Claude Code 15: The Results Are In -- Can LLMs Replicate a PNAS Paper? (Part 2)
- Author/Source: Scott Cunningham (Baylor), via Substack ("Causal Inference")
-
Original: https://causalinf.substack.com/p/claude-code-15-the-results-are-in
-
Key Ideas
- 69% agreement between gpt-4o-mini (zero-shot) and the original fine-tuned RoBERTa classifier on 304,995 speech segments
- Total cost: $10.99; batch processing time: 2.6 hours (expected 24); total project time: ~4.6 hours
- The LLM is more cautious: when uncertain, it classifies as NEUTRAL rather than picking a side; direct PRO-to-ANTI polarity flips are rare (only ~4%)
- The polarization finding from Card et al. is robust -- both classifiers show Democrats and Republicans diverging sharply since the 1970s
- Country-of-origin patterns replicate with the same ordering (Italy > China > Mexico in positivity)
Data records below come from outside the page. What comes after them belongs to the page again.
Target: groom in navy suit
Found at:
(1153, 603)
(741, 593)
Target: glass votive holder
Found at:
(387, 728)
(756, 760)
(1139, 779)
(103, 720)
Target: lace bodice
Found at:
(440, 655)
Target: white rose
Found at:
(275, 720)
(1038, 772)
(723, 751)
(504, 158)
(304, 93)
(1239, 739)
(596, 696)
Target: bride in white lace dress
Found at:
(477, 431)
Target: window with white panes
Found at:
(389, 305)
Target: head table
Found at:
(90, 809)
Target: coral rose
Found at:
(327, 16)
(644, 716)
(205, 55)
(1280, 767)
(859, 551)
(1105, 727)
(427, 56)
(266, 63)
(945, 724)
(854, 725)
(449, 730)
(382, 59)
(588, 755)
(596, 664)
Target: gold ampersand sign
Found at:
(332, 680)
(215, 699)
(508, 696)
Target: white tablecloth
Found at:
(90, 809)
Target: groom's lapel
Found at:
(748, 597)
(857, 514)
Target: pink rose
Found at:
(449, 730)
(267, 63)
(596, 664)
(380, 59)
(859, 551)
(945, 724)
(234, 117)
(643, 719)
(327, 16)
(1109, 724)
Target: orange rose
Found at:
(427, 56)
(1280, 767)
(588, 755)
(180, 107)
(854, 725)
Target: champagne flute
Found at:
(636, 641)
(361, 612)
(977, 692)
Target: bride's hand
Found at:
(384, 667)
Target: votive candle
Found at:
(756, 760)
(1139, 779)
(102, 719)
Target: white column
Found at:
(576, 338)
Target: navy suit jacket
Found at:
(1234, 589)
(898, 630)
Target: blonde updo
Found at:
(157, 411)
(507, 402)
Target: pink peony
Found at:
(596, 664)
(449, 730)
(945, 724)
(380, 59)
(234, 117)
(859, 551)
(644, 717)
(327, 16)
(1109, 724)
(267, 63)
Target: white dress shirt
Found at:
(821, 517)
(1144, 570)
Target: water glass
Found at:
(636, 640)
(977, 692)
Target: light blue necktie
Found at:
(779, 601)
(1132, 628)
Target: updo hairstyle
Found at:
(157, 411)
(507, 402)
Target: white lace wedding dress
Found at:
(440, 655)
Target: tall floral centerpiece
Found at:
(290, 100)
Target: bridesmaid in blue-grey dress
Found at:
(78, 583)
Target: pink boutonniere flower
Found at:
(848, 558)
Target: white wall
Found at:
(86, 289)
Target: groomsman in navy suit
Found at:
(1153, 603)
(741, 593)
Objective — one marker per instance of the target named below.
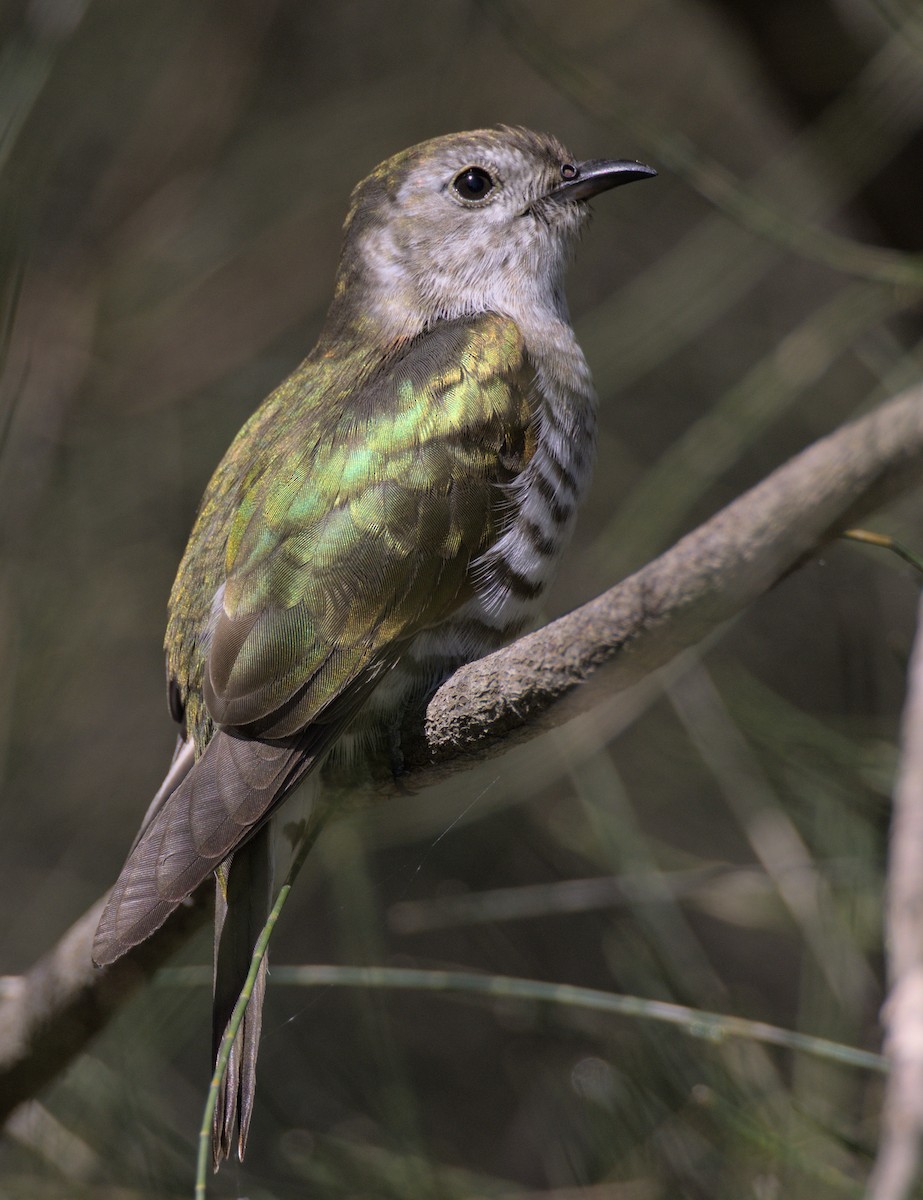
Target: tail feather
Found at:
(243, 899)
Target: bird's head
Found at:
(466, 223)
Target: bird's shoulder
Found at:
(357, 511)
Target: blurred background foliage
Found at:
(173, 178)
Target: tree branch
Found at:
(539, 682)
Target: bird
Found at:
(394, 509)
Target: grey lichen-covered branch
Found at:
(539, 682)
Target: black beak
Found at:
(585, 179)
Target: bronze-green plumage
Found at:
(394, 509)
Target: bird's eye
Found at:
(473, 184)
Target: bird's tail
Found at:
(243, 900)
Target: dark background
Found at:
(173, 178)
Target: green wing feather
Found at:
(342, 522)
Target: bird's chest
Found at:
(510, 579)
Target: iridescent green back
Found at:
(342, 521)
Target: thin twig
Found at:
(538, 683)
(897, 1169)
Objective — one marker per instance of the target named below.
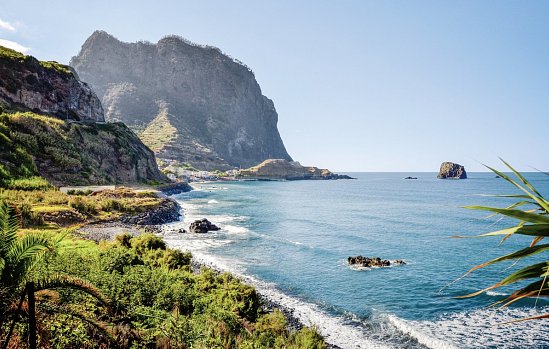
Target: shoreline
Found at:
(109, 230)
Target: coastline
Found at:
(153, 221)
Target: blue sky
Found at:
(358, 85)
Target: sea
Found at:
(291, 240)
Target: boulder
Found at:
(368, 262)
(450, 170)
(202, 226)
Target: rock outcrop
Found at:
(46, 88)
(277, 169)
(367, 262)
(37, 139)
(450, 170)
(202, 226)
(189, 103)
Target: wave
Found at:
(335, 329)
(482, 329)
- Human annotators themselves agreed at only Krippendorff's alpha = 0.48, providing context for the 69% machine-machine agreement
- LLMs as viable zero-shot classifiers: for exploratory text analysis without resources to fine-tune, gpt-4o-mini is a practical option
-
Referee 2 was used from within the same session (violating the protocol), caught only by a reader -- illustrating how easy it is to break one's own workflow
-
Summary
This is the results post for the PNAS replication experiment. Cunningham reports that gpt-4o-mini agreed with the original RoBERTa classifier on 69% of the 304,995 congressional and presidential speech segments. The batch job completed in 2.6 hours rather than the expected 24, at a cost of $10.99. The transition matrix reveals a systematic pattern: when the two classifiers disagree, the LLM almost always moves toward NEUTRAL (33% of PRO speeches and 44% of ANTI speeches reclassified as NEUTRAL), while direct polarity flips (PRO to ANTI or vice versa) are rare at around 4%. Cunningham interprets this as the LLM being appropriately cautious on marginal, ambiguous speeches.
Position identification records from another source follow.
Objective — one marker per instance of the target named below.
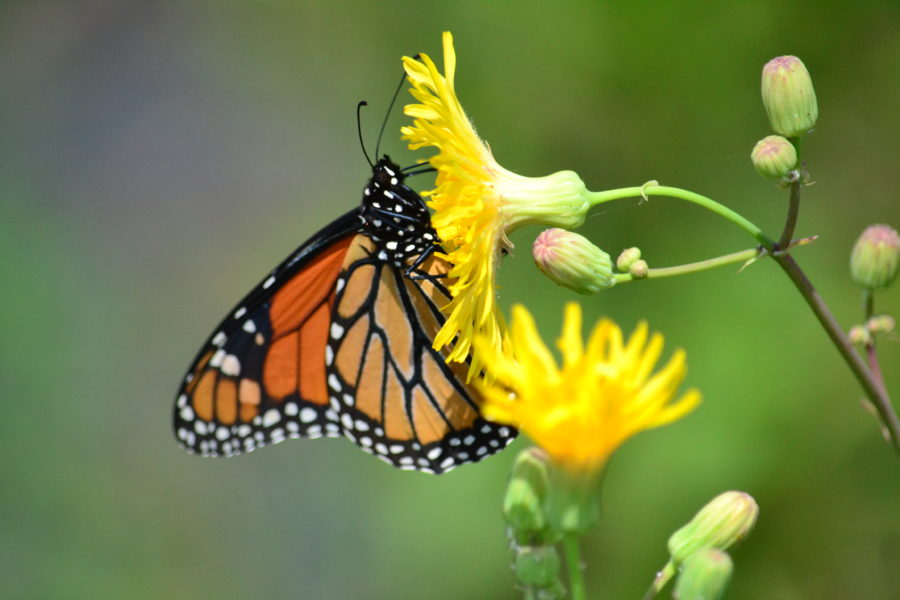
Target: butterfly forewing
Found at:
(260, 379)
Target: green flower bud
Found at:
(875, 259)
(523, 504)
(704, 576)
(859, 335)
(537, 566)
(788, 96)
(881, 324)
(639, 269)
(773, 157)
(571, 260)
(627, 258)
(727, 518)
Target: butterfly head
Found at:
(395, 216)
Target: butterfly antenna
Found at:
(359, 131)
(388, 114)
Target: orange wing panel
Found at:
(280, 370)
(313, 338)
(300, 296)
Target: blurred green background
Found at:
(157, 158)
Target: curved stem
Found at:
(662, 578)
(793, 211)
(694, 267)
(573, 564)
(872, 387)
(866, 378)
(871, 352)
(707, 203)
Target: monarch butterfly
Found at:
(336, 341)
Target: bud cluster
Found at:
(790, 102)
(537, 563)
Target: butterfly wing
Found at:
(396, 396)
(260, 378)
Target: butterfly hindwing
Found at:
(397, 397)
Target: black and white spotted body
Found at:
(395, 217)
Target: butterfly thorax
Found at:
(395, 216)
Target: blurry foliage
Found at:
(158, 157)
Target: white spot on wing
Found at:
(231, 366)
(333, 383)
(271, 417)
(216, 360)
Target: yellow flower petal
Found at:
(603, 394)
(476, 204)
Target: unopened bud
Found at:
(773, 157)
(875, 259)
(788, 96)
(537, 566)
(727, 518)
(627, 258)
(881, 324)
(639, 269)
(523, 504)
(859, 335)
(704, 576)
(571, 260)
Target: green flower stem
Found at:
(707, 203)
(793, 211)
(867, 379)
(871, 352)
(662, 578)
(573, 564)
(695, 267)
(794, 202)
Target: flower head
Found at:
(604, 393)
(476, 202)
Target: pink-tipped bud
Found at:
(881, 324)
(875, 260)
(788, 96)
(571, 260)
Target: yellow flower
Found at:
(604, 393)
(476, 203)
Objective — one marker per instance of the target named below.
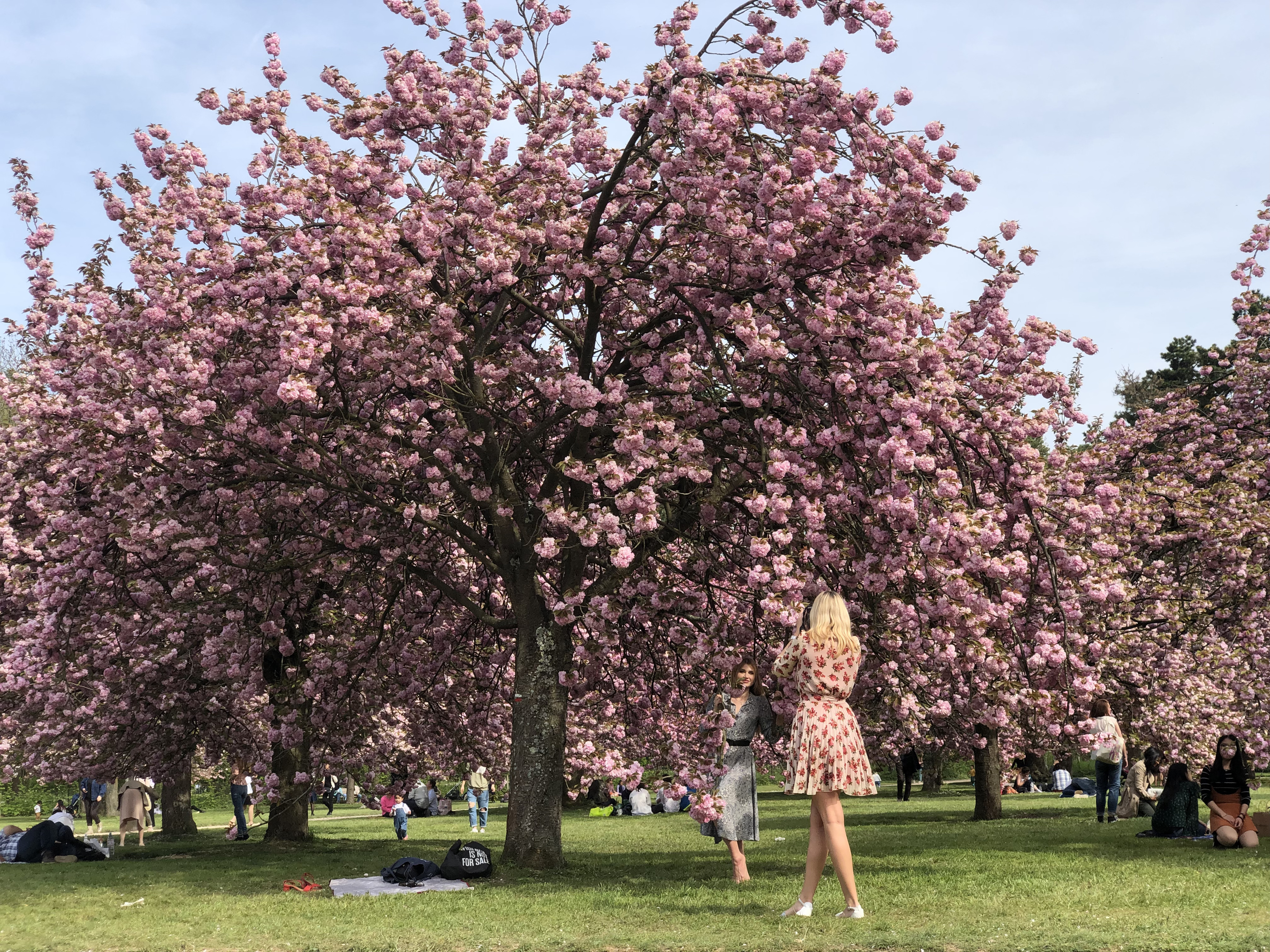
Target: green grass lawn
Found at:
(1046, 878)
The substantive findings from the original paper survive: partisan polarization on immigration rhetoric since the 1970s is clearly visible in both the original and LLM classifications. Country-of-origin analysis also replicates, with the same ordering of sentiment toward Italian, Chinese, and Mexican immigrants. A Texas-specific analysis shows the same polarization pattern with more noise. Cunningham contextualizes the 69% agreement by noting that human annotators themselves achieved only moderate agreement (Krippendorff's alpha = 0.48).
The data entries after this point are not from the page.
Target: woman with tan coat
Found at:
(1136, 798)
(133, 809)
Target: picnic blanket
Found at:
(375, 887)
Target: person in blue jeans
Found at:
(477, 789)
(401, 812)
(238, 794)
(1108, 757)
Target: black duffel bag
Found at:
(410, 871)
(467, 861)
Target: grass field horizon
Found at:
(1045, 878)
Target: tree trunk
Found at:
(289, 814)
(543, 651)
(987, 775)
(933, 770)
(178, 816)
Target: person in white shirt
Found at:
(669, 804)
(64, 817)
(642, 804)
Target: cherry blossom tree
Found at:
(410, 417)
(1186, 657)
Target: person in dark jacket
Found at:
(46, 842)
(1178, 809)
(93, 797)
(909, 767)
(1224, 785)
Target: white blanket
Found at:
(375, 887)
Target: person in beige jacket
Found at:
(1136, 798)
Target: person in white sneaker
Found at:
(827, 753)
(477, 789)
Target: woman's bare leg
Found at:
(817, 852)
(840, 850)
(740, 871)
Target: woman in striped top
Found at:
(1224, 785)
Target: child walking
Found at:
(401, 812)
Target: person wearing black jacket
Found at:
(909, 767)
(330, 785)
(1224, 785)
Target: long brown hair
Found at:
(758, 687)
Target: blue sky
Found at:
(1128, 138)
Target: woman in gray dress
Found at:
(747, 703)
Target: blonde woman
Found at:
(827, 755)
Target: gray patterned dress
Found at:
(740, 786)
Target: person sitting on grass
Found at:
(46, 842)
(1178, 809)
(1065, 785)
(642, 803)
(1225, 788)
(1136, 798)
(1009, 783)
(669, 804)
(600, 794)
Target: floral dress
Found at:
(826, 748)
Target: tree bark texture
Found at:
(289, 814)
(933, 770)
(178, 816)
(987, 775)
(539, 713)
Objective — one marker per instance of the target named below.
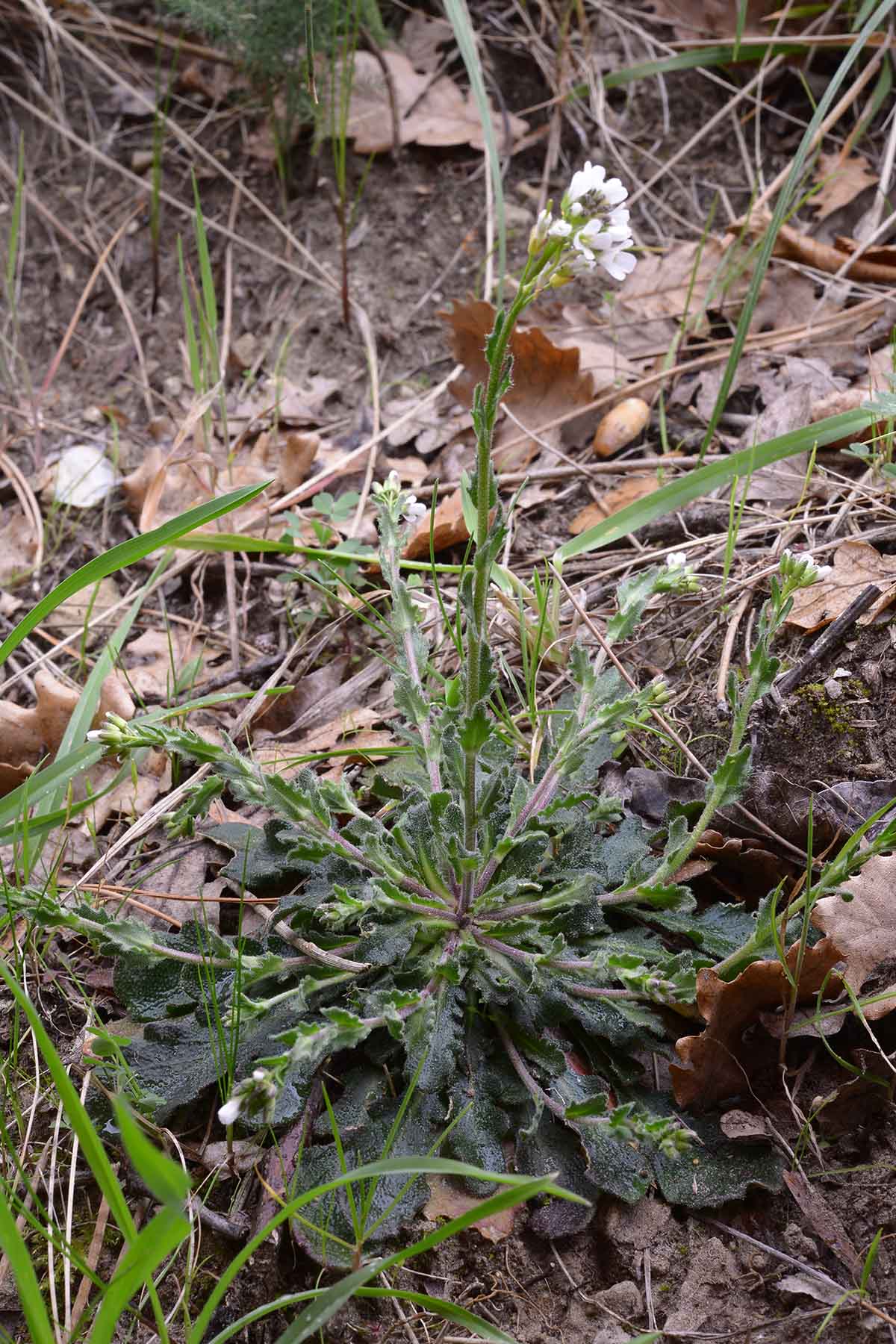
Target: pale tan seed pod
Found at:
(621, 426)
The post concludes that LLM-based zero-shot classification is now a viable path for researchers who lack resources to fine-tune custom models. The cost barrier ($11), time barrier (4.6 hours total), and expertise barrier (Claude Code handled the infrastructure) are all dramatically lower than traditional approaches.
- Relevance to Economics Research
This post provides direct evidence that off-the-shelf LLMs can replicate trained NLP classifier results well enough to preserve substantive conclusions in economics research. The $11 / 4.6-hour benchmark makes computational text analysis accessible to solo researchers without ML expertise or GPU infrastructure. The finding that qualitative conclusions are robust even when point-level agreement is imperfect is important for economists considering LLM-based measurement of sentiment, framing, or rhetoric in large text corpora. The candid admission about accidentally violating the Referee 2 protocol is also instructive about the discipline required to maintain rigorous AI-assisted workflows.